Section 8: Couples-specific questions (Tom and Priya only) (3–4 minutes)

Goal: Test the impact of the nearly absent couples positioning.

Interviewer note: This section is ONLY for the Tom and Priya interview. Skip for all other personas.

Questions:

  1. "As a couple who sometimes disagrees about design choices — did anything on this website feel like it was speaking to your specific situation?"

    • Probes:
      • "The Design Roadmap page mentions 'you and your partner want a shared direction you can both follow.' Did you notice that? Is one line enough?"
      • "What would it take for you to feel this service truly understands couples with different tastes?"
  2. "If the homepage had a dedicated section — something like 'Do you and your partner have different styles?' with specific language about helping couples find common ground — would that change how relevant this site feels to you?"

    • Probes:
      • "Would seeing a couples-specific portfolio example — showing how Sara helped a couple with conflicting tastes — be more convincing than a paragraph?"
  3. "Between Tom and Priya — who would be more likely to initiate booking this service? What would the other one need to see to agree?"

What to listen for:


Closing (2–3 minutes)

Questions:

  1. "If a friend asked you 'What is Everyday Living Interiors?', how would you describe it in one or two sentences?"

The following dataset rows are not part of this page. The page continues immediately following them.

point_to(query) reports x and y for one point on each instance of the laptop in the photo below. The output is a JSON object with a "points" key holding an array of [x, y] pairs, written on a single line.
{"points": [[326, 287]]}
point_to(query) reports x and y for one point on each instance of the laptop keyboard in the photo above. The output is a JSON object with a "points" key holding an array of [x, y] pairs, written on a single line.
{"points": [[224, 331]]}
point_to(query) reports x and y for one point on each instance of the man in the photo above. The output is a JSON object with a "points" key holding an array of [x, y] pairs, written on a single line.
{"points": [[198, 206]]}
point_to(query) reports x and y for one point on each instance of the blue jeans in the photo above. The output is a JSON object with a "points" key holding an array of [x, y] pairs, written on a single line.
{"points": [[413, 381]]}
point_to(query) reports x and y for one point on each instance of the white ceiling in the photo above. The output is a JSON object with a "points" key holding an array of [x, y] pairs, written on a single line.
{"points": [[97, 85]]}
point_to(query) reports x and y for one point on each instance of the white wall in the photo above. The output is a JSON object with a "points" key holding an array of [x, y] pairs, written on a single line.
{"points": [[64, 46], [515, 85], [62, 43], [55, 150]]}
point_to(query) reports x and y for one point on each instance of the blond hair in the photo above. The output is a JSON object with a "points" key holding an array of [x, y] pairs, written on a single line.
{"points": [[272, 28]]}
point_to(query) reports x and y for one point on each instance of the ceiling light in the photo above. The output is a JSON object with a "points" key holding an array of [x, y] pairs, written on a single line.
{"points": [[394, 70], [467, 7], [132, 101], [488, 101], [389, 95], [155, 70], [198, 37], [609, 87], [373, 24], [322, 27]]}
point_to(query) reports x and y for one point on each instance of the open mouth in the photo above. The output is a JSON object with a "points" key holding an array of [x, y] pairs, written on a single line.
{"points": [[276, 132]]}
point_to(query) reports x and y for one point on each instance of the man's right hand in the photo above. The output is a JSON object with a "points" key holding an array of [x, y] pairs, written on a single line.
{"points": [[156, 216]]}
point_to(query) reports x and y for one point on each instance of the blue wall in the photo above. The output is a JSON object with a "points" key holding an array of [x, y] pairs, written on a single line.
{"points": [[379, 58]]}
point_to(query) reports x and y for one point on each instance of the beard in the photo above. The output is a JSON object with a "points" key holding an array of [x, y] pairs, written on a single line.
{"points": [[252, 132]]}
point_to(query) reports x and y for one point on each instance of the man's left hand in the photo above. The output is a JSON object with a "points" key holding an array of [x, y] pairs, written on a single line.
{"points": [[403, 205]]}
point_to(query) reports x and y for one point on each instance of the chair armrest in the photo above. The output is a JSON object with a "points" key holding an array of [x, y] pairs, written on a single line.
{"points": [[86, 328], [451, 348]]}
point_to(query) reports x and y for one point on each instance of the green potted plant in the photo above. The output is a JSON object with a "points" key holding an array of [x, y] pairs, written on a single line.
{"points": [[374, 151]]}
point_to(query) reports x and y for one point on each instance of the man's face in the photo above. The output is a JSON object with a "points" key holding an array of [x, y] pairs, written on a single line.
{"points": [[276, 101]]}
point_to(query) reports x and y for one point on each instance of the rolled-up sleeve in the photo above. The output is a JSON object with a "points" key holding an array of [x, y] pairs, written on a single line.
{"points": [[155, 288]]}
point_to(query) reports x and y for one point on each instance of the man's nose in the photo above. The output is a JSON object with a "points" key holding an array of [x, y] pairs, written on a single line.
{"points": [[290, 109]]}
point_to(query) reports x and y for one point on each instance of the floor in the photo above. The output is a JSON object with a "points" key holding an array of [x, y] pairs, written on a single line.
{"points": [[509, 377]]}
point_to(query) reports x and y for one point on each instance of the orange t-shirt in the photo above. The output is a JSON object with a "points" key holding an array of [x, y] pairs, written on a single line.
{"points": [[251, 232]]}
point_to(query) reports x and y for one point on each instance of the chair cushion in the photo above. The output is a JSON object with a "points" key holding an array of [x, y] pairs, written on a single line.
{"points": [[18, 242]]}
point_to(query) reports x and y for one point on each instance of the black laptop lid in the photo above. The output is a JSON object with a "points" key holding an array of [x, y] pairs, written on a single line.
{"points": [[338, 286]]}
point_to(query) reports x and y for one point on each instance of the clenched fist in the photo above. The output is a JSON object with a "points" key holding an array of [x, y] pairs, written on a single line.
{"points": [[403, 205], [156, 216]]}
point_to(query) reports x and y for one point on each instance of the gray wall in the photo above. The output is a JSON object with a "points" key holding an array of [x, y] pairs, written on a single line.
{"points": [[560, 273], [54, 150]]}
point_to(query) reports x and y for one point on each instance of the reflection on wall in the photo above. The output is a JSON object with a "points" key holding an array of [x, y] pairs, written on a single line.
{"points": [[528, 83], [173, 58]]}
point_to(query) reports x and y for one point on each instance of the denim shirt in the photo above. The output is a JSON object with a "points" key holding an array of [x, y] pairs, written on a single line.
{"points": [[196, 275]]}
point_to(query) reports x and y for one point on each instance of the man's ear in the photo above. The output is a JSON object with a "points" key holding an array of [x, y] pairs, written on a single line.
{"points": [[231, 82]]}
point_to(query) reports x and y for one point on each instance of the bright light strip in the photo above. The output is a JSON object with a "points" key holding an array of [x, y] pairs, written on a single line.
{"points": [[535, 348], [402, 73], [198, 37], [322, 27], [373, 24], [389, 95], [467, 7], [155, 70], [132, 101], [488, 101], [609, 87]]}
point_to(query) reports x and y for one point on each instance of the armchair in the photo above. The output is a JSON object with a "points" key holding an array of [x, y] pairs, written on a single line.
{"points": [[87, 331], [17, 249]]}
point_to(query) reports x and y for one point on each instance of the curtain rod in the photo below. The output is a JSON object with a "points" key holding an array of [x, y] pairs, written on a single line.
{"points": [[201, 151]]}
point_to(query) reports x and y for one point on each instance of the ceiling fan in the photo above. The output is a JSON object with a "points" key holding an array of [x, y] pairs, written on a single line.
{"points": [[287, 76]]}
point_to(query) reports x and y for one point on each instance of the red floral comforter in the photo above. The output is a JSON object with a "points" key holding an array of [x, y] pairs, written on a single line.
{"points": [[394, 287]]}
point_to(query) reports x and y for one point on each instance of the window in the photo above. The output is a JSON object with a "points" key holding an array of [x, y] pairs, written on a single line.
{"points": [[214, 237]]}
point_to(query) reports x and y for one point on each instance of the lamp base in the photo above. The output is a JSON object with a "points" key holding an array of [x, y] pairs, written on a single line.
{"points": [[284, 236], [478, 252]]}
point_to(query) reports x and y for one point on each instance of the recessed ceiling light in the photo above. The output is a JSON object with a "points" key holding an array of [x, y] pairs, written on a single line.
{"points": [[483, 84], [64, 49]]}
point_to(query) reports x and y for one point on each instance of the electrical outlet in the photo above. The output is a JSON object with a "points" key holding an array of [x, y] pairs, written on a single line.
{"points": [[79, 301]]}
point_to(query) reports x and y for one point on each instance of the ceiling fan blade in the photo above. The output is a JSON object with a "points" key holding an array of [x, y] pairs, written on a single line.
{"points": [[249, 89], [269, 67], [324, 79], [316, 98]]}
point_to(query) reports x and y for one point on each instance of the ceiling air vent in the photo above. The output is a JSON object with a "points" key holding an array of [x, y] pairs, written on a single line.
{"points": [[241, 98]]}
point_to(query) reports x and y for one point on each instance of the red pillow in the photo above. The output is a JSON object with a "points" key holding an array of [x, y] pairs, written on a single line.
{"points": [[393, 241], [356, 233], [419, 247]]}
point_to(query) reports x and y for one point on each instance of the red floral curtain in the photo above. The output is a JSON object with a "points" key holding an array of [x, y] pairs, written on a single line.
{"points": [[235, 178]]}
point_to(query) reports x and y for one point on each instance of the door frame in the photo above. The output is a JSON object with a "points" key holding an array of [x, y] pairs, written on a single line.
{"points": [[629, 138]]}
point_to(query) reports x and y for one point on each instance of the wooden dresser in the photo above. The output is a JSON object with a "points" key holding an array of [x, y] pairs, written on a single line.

  2. "On a scale of 1 to 10, how likely would you be to recommend this website to someone you know who's struggling with their home? What would move that number up?"

  3. "And for yourself — on a scale of 1 to 10, how likely are you to actually take action after seeing this website? What would move that number?"

  4. "Is there anything we haven't talked about that you'd like to add?"

Wrap-up:

"Thank you so much for your time and your honesty. Your feedback is genuinely valuable and will help shape how this service evolves. I really appreciate you sharing your perspective."